Scatter and Decay E-journal usage patterns
Carol Tanopir
Abundant Data – too much?
Easy access to use of ejournal collections
There is a need to gather more data, because as good as it is now we have to gather info from users to find out what they use and why and what other things they use (web, subject repositories) to get a fuller picture.
Max Data funded by ilms funded to get data about data about selected libraries and look at whole picture.
They want to look at the story behind the data, what can we conclude with confidence about the different methods of data collection.
Ultimate outcome will be a cost benefit model for the different methods of data collection. What is worthwhile to use for the different things you want to find.
Goals to help libraries make the best use of data, they are sharing what they have collected today.
3 teams
Dave Norris London looking at deep log data, logs from all of Ohio link libraries, they isolated 4 libraries that they also surveyed.
1 Research intensive, 1 research extensive and 2 masters heavy.
Log analysis of ejournal usage only
With survey you can better identify survey base, you can separate out by rank and degree.
Negative thing about surveys is that it is self reported, but you can find out why they did things and what the values
Gail from Tennessee survey reports
2 findings for today: scatter and decay. Looking at how you measure use in libraries.
Scatter: relative dispersion of points on a graph in respect to a mean value, (used loosely today) want to look at how reading varies by subject discipline.
Looked at how many journals used in last month multiplied it by 12 to get a year.
Medical and health students and faculty have read many more articles 434 for faculty and 222 students, many more than other disciplines. Variation in number of articles or reading done found.
Downloads by subject in Ohio University, found by logs
Medical journals first followed by other sciences. Looked at subject are of journal to come up with this distribution.
Used counter data and combined it to come up with a list of titles and used info from link resolver to come up with subject headings. Medicine did not come out on top this way. Medical school located in Memphis, and they use separate databases from Knoxville location, this would account for the discrepancy.
The Arts/humanities section looks high because link resolver put new/fashion entertainment into that category.
File had 17,000 unique titles. Log report had 7,000.
In addition to counter reports they also had other info from aggregators which came through here.
Pointed out that some titles had multiple subjects.

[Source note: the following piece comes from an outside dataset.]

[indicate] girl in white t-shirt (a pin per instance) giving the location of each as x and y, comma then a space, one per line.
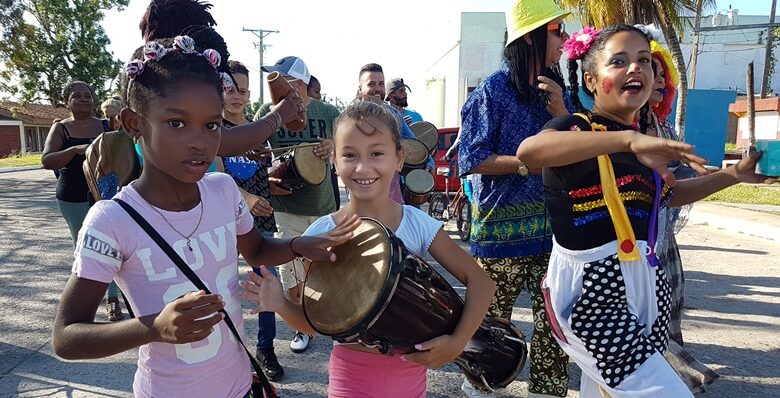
368, 154
175, 112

Couple titles in top 20 use, billboard and rolling stone, history of rock class is very popular there (Tenn.)
You have to look behind stats to find out where information is coming from. In the future it would be good to pull out scholarly titles and look at the distribution.

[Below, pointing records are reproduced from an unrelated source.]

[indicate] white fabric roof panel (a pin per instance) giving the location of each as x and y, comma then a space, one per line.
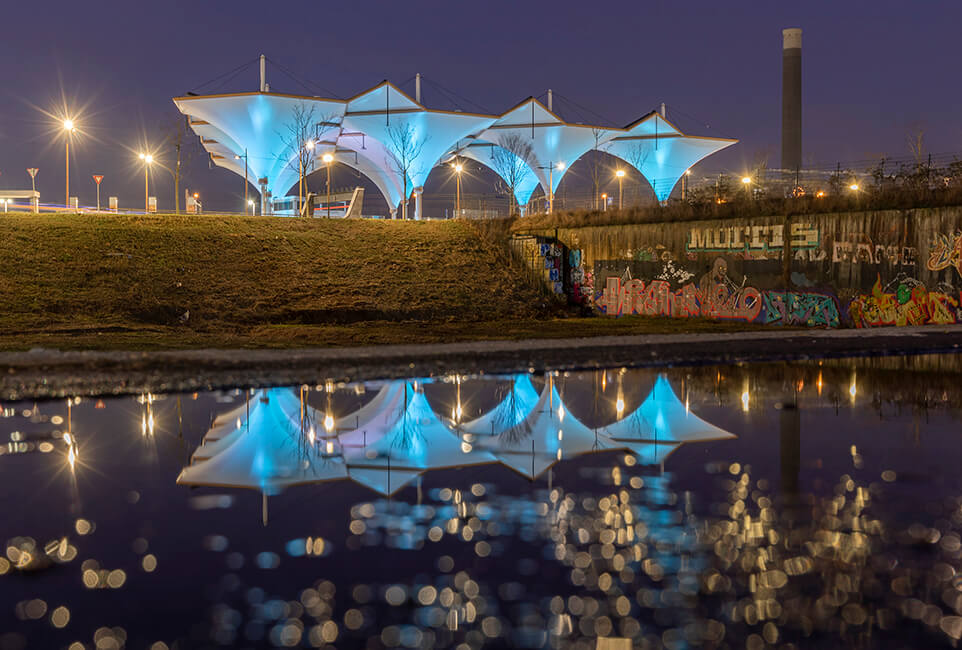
418, 440
663, 418
520, 401
257, 120
268, 456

David looked at downloads by subject staff and faculty vs. student use.
Student use is much higher to online articles. This might be because Faculty has other sources for info, personal sub-reading rooms-colleagues.

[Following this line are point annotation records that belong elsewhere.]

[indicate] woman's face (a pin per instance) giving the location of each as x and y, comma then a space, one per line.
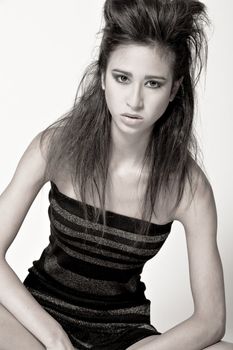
138, 86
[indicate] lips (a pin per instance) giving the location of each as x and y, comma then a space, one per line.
132, 116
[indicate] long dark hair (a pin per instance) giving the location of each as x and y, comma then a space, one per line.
81, 139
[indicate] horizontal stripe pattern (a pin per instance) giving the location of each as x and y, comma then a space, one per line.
89, 275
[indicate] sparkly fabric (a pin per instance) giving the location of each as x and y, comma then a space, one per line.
90, 282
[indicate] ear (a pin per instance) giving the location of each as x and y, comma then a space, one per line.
175, 88
103, 81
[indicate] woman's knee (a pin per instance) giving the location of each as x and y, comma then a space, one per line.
13, 335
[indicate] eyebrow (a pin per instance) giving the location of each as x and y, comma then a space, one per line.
146, 76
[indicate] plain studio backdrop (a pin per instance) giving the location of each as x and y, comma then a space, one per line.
45, 47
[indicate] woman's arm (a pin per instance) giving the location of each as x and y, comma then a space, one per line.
15, 202
206, 326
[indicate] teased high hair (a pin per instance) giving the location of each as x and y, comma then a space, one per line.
81, 140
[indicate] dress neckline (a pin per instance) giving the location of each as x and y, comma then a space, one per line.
108, 212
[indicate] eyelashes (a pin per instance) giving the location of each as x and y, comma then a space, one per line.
123, 79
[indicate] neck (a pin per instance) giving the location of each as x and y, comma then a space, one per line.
128, 150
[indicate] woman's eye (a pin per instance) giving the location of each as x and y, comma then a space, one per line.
153, 84
121, 78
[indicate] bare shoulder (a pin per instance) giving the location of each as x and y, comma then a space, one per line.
197, 203
30, 171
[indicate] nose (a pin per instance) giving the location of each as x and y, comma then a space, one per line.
135, 98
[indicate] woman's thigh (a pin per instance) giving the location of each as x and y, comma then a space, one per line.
138, 345
222, 345
13, 336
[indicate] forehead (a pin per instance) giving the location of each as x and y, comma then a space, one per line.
142, 60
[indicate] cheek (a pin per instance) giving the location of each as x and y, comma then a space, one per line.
158, 103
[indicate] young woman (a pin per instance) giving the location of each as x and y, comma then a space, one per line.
122, 166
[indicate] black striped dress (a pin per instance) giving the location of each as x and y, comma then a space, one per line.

Survey: how many minutes did you spend on the last article you read. Found that engineers spent twice as much time on medical articles.
Found medical articles are more widely read but they have been read through more quickly.
Average number of seconds of view per article was gleaned from the log data.
135 seconds time read by sciences viewers. Assumed that article is scanned over and decision is made to print or download.
Looking at the Counter data to see the entire collection. Found that 10% of titles counted for about 80% of use.
Decided to look at titles alone, and combined data on like titles, wasn’t fun matching on titles or unstandard ISSN. Ended up with 17000 titles and 11.5% counted for 80% of usage.
Highest use titles: science with over 8000 downloads. Nature 4,000, Tetrahedron, AMS archives (older chem. Data), USA today
Data from Ohio link looks somewhat different because they were looking at more scholarly titles (presumably)
–David –
Decay: process of gradually becoming inferior, gradual decrease. Or reading fails by age of articles
Did a lot of work on all 6000 Ohio link titles, good background on contextual use. There has been an increase in use of older material, because it is much more visible than it previously was.
Evidence shows that people who use search engines find older material.
Decay of article readings.
Carol asked people about when the last article they read was.
Looking at downloads
Looking at how data is triangulated and what does it mean?
Citation: Journal of the American society for
When we actually look at dowloads. We get a different picture
Conclusion:
No one perfect method for data collection. Need to look at sub discipline of reader and for items. Found so far that student assignments can lead to skewed data.
When looking at stories behind data there is a big difference based on sub discipline. Caution about log data.
Student reader skewed towards students, because faculty has other way to get info
We need to examine what are value is compared to our costs.
They will continue to look at possibilities for log collection. More work the more cost and more of your time is used.
The more effort you put in the greater story.